Depending on the version of Hadoop used, you may be missing dependencies that Accumulo marked a provided (or that I marked as provided).

commons-collections, commons-configuration, commons-lang and commons-io come to mind.

cmundi commented 11 years ago

Aha! We also need apache-commons and apache-lang. I think I've got it now. I will fork and prepare a branch for consideration.

Thanks!

UPDATE: Ooops. Still not happy with thirft. This one appears to be in flux. I might actually need to figure this maven thing out for real some day.

cmundi commented 11 years ago

Ok, I got it working but it's not pretty. I finally gave up on trying to outsmart maven. I just built libthrift 0.9 from source and dropped the jar in my lib folder. The node-accumulo demo is now working as expected. Yeah!!!

Altogether, accumulo 1.5 API was very simple to accomodate. My problem was raven. I guess I need to break down and buy the anteater book when the new edition comes out next year.

So I ended up with these versions, with corresponding additions further down in the pom:

    <version.accumulo>1.5.0</version.accumulo>
    <version.zookeeper>3.4.5</version.zookeeper>
    <version.gson>2.1</version.gson>
    <version.amqpclient>3.1.3</version.amqpclient>
    <version.hadoop>1.2.0</version.hadoop>
    <version.commonslogging>1.0.4</version.commonslogging>
    <version.log4j>1.2.17</version.log4j>
    <version.thrift>0.9</version.thrift>
    <version.slf4j>1.6.4</version.slf4j>
    <version.commonsio>1.4</version.commonsio>
    <version.commonsconfiguration>1.9</version.commonsconfiguration>
    <version.commonslang>2.6</version.commonslang>

There are three misleading aspects of what appears above. I was not able to get maven to do all my work for me, so I manually copied libthrift-0.9.jar, accumulo-trace-1.5.0.jar, and accumulo-fate-1.5.0.jar into my lib directory. I didn't check which version of the Thrift API is actually needed by Accumulo 1.5, but 0.6.1 does not work and I just built latest and got lucky.

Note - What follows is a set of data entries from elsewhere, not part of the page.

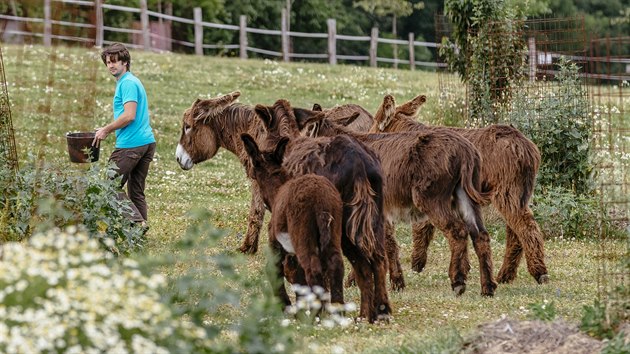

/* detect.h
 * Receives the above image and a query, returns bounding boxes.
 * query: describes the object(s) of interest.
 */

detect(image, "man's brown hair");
[101,43,131,71]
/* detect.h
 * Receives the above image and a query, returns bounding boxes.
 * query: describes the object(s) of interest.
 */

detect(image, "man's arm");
[92,101,138,147]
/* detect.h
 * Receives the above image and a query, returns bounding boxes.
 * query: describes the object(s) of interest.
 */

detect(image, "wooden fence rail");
[0,0,445,70]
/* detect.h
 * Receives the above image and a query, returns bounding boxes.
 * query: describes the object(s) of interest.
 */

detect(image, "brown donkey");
[176,91,276,253]
[371,96,549,284]
[313,103,374,132]
[241,134,344,312]
[256,100,391,322]
[293,100,496,296]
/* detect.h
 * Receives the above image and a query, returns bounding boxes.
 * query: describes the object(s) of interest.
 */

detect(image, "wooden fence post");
[527,37,538,81]
[280,9,289,61]
[94,0,103,48]
[370,27,378,67]
[193,7,203,55]
[239,15,248,59]
[326,18,337,65]
[44,0,52,47]
[409,32,416,70]
[140,0,151,50]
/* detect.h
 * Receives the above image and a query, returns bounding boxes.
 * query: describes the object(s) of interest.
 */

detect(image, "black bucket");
[66,132,100,163]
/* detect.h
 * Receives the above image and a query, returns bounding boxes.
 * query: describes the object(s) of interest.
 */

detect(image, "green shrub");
[508,58,593,195]
[532,186,606,239]
[0,163,142,254]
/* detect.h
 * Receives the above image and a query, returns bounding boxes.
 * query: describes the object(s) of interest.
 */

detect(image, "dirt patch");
[463,318,603,354]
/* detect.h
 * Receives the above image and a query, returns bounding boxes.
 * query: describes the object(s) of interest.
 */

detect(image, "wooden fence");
[0,0,445,70]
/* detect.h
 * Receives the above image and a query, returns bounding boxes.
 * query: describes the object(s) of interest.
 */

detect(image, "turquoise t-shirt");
[114,71,155,148]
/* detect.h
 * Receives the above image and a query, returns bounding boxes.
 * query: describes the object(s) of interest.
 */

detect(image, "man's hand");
[92,127,109,147]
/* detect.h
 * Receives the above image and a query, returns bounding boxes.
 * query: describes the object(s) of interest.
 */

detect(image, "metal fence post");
[370,27,378,67]
[44,0,52,47]
[527,37,538,81]
[409,32,416,70]
[239,15,248,59]
[326,18,337,65]
[140,0,151,50]
[94,0,103,48]
[280,9,289,61]
[193,7,203,55]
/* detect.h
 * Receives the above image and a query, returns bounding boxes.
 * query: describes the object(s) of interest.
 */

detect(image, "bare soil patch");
[463,318,604,354]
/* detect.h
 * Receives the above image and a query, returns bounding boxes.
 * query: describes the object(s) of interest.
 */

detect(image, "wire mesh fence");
[0,47,18,177]
[435,15,630,296]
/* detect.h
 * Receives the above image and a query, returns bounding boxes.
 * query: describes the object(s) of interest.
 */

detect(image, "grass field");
[3,46,627,353]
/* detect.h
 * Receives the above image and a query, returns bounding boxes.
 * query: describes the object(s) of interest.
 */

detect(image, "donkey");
[256,100,391,322]
[370,95,549,284]
[176,91,276,254]
[241,134,344,306]
[267,102,496,296]
[313,103,374,132]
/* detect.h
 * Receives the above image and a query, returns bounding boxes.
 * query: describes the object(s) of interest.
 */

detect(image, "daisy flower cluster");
[0,227,209,353]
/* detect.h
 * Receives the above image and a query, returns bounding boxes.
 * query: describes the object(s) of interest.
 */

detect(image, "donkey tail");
[461,148,492,205]
[346,181,379,257]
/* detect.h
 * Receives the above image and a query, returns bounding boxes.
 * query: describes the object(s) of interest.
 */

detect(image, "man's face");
[105,56,127,80]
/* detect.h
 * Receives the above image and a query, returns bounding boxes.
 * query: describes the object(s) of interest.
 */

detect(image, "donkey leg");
[341,239,376,323]
[270,242,291,308]
[495,203,549,284]
[239,180,265,254]
[443,228,470,296]
[411,221,435,273]
[470,230,497,296]
[372,255,392,320]
[497,226,523,284]
[325,251,344,304]
[507,207,549,284]
[384,221,405,291]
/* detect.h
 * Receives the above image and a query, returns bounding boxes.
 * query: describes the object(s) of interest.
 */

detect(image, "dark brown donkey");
[241,134,344,312]
[256,100,391,322]
[268,102,496,296]
[371,96,549,284]
[176,91,276,253]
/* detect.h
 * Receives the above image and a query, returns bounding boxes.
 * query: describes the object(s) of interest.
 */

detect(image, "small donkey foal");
[241,134,344,306]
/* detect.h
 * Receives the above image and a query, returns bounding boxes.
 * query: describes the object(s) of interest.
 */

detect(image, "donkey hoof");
[497,273,516,284]
[453,284,466,296]
[538,274,549,284]
[481,285,497,297]
[343,274,357,288]
[411,264,424,273]
[390,277,406,291]
[238,245,258,254]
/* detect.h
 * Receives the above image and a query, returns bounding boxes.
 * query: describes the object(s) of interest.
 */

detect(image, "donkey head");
[370,95,426,133]
[175,91,241,170]
[254,99,300,138]
[241,133,289,209]
[293,104,326,136]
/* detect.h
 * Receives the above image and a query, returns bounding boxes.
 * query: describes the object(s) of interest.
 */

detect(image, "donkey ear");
[335,112,361,127]
[293,108,326,130]
[273,136,291,163]
[254,104,273,129]
[370,95,396,131]
[396,95,427,117]
[241,133,260,161]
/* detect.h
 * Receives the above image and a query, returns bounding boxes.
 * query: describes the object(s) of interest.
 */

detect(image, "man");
[92,43,155,231]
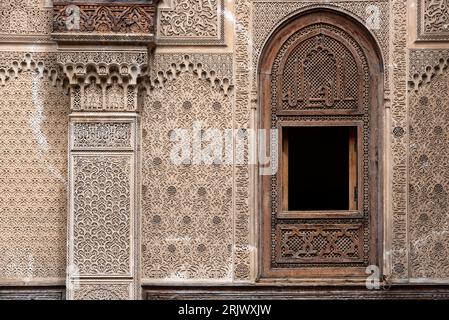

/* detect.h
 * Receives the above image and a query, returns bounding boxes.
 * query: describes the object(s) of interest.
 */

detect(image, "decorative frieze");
[157,0,224,45]
[417,0,449,41]
[52,0,159,43]
[72,122,134,150]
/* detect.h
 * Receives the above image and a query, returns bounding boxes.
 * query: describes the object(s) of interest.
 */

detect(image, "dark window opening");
[282,126,357,211]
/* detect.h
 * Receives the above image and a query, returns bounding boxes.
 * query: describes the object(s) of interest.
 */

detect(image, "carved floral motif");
[53,2,154,34]
[71,155,132,276]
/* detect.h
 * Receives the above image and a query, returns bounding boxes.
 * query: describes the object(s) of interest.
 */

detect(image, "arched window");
[259,10,383,280]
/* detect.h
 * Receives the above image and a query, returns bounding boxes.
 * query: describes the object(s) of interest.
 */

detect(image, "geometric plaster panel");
[408,70,449,281]
[142,69,234,282]
[417,0,449,41]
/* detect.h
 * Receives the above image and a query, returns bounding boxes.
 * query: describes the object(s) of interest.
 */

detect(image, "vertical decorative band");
[67,113,139,300]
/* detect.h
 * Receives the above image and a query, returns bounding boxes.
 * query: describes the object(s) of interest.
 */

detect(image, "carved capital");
[58,52,147,111]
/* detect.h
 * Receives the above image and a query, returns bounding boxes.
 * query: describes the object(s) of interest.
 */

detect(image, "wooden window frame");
[277,120,363,219]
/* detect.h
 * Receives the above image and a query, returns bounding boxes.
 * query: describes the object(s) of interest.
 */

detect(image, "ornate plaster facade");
[0,0,449,299]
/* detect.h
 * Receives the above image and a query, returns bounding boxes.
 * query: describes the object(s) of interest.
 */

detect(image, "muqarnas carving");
[418,0,449,40]
[410,69,449,281]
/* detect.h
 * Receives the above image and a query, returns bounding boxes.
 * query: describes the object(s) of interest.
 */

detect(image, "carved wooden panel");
[260,10,383,278]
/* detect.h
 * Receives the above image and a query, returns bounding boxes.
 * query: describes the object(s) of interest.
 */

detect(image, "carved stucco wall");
[157,0,225,45]
[0,0,53,43]
[0,53,69,283]
[408,49,449,281]
[142,54,234,281]
[0,0,449,292]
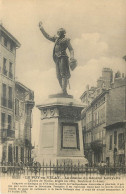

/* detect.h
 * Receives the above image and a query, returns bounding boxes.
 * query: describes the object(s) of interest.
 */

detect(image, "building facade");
[0,25,34,164]
[81,68,126,166]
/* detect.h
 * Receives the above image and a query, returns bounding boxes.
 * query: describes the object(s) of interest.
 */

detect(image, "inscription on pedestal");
[62,124,79,149]
[41,122,54,148]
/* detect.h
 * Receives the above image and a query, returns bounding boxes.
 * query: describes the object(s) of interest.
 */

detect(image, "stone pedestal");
[37,94,87,164]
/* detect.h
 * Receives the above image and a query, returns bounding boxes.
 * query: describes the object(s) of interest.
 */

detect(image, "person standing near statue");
[39,22,76,94]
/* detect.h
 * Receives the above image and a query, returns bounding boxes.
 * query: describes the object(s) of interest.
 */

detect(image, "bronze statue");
[39,22,76,94]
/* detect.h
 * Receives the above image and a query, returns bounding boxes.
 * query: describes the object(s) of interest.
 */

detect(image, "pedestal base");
[36,94,88,165]
[36,155,88,166]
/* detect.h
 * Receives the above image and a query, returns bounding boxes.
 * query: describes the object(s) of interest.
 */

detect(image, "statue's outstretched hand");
[39,21,43,28]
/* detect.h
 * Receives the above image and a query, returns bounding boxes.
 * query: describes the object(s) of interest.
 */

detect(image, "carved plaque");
[42,122,54,148]
[62,125,78,148]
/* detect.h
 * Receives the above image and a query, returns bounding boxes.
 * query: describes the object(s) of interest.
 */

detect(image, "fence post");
[50,160,52,176]
[63,160,66,176]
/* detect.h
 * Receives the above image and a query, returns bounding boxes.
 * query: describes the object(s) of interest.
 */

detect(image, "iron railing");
[0,162,126,176]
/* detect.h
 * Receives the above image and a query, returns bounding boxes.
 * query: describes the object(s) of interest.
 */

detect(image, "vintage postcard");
[0,0,126,194]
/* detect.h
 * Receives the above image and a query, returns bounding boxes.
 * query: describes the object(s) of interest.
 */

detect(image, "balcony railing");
[1,97,7,107]
[8,99,13,109]
[9,71,13,79]
[86,121,93,130]
[3,68,7,76]
[7,129,15,138]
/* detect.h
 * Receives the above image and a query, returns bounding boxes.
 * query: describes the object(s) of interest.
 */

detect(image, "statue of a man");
[39,22,74,94]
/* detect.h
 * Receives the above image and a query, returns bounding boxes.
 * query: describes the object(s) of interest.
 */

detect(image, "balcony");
[1,97,7,107]
[8,99,13,109]
[9,71,13,79]
[3,68,7,76]
[7,129,15,138]
[86,121,93,131]
[1,129,15,141]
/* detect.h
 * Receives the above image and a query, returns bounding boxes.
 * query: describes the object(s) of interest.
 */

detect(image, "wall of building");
[106,126,125,166]
[106,79,126,125]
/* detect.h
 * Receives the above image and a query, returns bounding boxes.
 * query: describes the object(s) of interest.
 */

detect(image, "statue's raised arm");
[39,22,77,95]
[39,22,56,42]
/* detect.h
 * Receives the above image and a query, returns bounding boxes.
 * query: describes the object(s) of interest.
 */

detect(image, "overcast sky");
[0,0,126,145]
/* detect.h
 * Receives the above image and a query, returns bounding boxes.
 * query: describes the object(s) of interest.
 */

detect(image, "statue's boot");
[62,78,67,94]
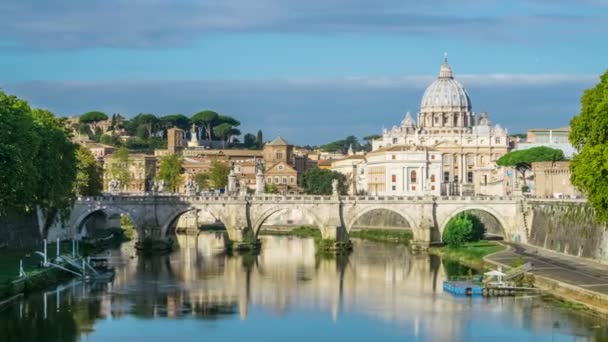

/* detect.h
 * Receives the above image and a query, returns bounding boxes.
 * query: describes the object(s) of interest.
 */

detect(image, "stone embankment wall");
[528,201,608,262]
[353,209,411,229]
[0,213,41,248]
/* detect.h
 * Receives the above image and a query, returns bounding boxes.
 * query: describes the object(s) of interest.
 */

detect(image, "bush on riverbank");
[350,229,414,245]
[443,213,486,248]
[429,240,505,270]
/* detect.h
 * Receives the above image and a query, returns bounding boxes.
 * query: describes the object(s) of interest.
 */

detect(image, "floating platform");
[443,280,538,297]
[443,280,483,297]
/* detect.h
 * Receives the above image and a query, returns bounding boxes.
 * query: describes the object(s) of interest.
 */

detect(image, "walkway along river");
[0,233,608,342]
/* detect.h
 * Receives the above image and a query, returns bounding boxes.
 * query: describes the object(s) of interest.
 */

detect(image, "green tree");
[496,146,565,186]
[213,123,234,148]
[208,159,230,189]
[194,172,210,190]
[243,133,257,148]
[109,146,131,189]
[99,134,122,147]
[156,154,184,192]
[79,111,108,128]
[190,110,219,146]
[302,168,347,195]
[159,114,191,131]
[0,91,42,216]
[74,146,103,196]
[31,109,77,219]
[443,213,486,248]
[264,183,279,194]
[321,135,362,153]
[255,130,264,150]
[125,113,159,139]
[569,71,608,222]
[216,115,241,127]
[362,134,382,152]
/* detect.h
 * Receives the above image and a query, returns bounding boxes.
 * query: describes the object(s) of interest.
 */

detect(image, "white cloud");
[2,74,597,144]
[0,0,605,49]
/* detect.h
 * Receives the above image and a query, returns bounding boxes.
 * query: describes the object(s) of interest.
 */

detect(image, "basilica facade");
[350,56,509,195]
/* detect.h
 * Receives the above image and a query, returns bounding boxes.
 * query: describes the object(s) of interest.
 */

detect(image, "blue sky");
[0,0,608,144]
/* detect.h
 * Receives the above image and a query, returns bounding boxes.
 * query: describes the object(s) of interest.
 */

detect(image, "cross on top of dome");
[439,52,454,79]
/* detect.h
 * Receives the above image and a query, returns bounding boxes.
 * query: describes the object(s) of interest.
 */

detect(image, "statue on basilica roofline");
[108,179,120,193]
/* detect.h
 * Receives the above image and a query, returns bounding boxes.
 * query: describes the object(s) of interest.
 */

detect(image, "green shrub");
[443,214,485,248]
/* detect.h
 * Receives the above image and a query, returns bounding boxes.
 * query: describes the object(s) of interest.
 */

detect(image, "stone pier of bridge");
[43,195,527,249]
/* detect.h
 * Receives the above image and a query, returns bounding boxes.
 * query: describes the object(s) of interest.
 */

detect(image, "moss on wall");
[529,202,608,261]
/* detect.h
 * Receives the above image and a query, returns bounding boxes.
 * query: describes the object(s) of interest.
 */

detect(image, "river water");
[0,233,608,342]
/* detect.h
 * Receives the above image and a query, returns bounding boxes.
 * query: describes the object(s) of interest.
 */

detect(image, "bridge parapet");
[77,194,516,204]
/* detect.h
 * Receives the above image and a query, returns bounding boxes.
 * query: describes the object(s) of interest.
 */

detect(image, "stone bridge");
[44,195,527,248]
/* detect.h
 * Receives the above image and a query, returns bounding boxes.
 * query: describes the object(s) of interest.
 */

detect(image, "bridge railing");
[78,193,524,203]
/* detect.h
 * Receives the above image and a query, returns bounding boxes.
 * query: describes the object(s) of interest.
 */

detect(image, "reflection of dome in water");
[420,55,471,113]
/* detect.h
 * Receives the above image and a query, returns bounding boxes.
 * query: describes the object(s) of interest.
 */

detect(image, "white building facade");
[366,56,509,195]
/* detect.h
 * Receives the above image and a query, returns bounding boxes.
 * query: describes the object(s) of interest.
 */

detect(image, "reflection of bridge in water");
[51,195,526,247]
[5,233,604,341]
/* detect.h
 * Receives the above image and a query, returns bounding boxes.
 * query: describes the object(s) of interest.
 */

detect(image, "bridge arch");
[439,205,508,240]
[161,206,225,237]
[346,205,428,241]
[71,206,144,237]
[251,206,326,236]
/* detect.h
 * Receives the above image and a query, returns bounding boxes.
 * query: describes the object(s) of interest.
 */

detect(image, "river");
[0,233,608,342]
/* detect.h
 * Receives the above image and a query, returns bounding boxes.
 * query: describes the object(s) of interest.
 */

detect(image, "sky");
[0,0,608,145]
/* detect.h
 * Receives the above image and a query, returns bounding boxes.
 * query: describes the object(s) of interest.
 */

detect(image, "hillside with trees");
[72,110,263,152]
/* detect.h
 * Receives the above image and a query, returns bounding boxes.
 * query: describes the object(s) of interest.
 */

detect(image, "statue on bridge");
[108,179,120,194]
[154,179,167,192]
[186,178,196,195]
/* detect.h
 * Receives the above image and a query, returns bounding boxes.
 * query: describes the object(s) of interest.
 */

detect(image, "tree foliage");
[74,146,103,196]
[156,154,184,192]
[0,92,76,219]
[191,110,219,145]
[79,111,108,124]
[31,109,77,214]
[443,213,486,248]
[255,130,264,150]
[496,146,565,185]
[321,135,363,153]
[159,114,191,131]
[194,172,210,190]
[108,146,131,189]
[569,71,608,222]
[0,92,40,215]
[208,159,230,189]
[302,168,347,195]
[264,183,279,194]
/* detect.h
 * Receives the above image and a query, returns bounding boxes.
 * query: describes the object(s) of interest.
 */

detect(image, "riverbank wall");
[0,212,42,248]
[528,200,608,263]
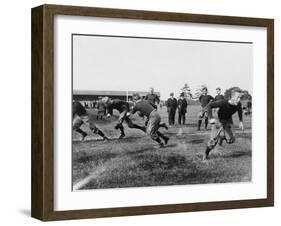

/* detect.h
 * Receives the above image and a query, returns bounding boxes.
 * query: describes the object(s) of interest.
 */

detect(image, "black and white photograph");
[71,34,253,191]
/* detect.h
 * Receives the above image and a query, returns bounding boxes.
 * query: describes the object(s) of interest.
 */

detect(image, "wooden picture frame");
[31,5,274,221]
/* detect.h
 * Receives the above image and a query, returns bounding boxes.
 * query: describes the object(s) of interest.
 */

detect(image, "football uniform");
[203,100,243,158]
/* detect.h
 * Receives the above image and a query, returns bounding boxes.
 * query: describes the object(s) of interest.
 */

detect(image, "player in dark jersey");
[197,87,214,131]
[202,89,244,159]
[214,87,224,101]
[144,88,160,108]
[131,93,169,147]
[103,98,146,139]
[72,101,108,140]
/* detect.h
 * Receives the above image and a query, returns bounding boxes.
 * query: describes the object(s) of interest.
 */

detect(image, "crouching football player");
[72,101,108,140]
[103,98,146,139]
[204,89,244,159]
[131,93,169,147]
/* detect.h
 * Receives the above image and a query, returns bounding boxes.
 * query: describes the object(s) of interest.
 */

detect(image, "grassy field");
[72,105,252,190]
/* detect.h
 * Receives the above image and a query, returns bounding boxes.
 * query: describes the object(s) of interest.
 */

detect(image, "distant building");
[72,90,160,102]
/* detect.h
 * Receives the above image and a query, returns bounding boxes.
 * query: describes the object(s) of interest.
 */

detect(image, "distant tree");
[224,86,252,100]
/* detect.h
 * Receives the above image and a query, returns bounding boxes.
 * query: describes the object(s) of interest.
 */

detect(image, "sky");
[73,35,253,99]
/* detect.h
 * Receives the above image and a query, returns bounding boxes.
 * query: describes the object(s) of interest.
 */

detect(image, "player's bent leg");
[157,131,169,144]
[159,122,169,130]
[125,117,146,133]
[224,123,235,144]
[205,116,209,129]
[90,125,109,140]
[147,113,164,147]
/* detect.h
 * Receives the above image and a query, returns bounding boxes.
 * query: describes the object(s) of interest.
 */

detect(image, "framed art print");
[32,5,274,221]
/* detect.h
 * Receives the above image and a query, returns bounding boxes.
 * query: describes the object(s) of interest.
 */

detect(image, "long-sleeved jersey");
[72,101,87,116]
[206,100,243,122]
[131,100,155,118]
[199,95,214,108]
[107,99,130,115]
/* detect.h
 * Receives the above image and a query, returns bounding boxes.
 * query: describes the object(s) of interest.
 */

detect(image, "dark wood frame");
[31,5,274,221]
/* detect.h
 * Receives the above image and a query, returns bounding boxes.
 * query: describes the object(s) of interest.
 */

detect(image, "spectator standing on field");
[167,93,178,125]
[178,93,187,125]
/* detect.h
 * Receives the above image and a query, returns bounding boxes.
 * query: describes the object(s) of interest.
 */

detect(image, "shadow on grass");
[74,152,118,163]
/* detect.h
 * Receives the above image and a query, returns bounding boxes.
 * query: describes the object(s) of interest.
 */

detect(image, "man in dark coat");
[167,93,178,125]
[197,87,214,131]
[178,93,187,125]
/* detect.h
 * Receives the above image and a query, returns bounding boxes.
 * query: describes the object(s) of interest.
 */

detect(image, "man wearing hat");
[167,93,178,126]
[178,92,187,125]
[144,88,160,106]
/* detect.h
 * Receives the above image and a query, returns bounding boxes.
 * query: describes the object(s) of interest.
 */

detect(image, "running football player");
[204,89,244,159]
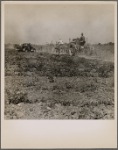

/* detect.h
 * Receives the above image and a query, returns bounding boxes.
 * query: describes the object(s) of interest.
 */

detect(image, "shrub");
[7,91,31,104]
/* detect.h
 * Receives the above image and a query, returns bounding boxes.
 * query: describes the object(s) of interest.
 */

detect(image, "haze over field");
[5,4,114,44]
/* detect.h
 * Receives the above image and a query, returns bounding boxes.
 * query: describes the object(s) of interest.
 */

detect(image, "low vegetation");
[5,44,114,119]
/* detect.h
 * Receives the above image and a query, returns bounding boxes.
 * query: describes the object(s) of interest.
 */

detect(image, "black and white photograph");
[4,0,115,120]
[1,1,117,149]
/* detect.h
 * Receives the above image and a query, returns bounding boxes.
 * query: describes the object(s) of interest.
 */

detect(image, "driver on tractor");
[80,33,86,48]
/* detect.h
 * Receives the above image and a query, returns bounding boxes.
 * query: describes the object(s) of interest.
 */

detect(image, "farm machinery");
[14,43,36,52]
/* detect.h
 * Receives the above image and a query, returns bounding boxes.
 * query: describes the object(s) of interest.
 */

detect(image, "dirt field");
[4,44,114,119]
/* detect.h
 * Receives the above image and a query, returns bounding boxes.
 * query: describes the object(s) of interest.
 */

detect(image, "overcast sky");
[5,4,114,44]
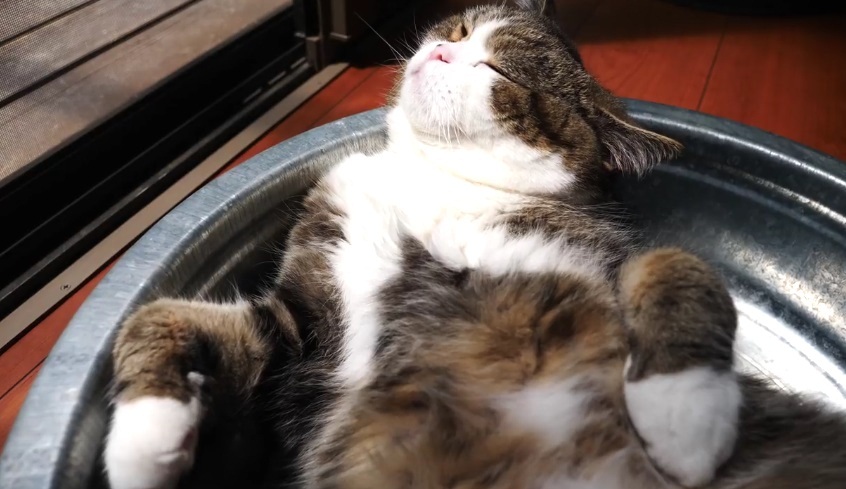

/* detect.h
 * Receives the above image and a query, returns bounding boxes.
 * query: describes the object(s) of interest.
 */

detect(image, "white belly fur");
[324,153,600,388]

The code changes for the new API are trivial:

+import org.apache.accumulo.core.client.security.tokens.PasswordToken;
.
.
.
+  protected PasswordToken token = null;
.
.
.
-    this.connector = instance.getConnector(this.username, this.password.getBytes());
+    this.token = new PasswordToken(this.password.getBytes());
+    this.connector = instance.getConnector(this.username, this.token);

I would create a pull request if I had better luck with maven. :(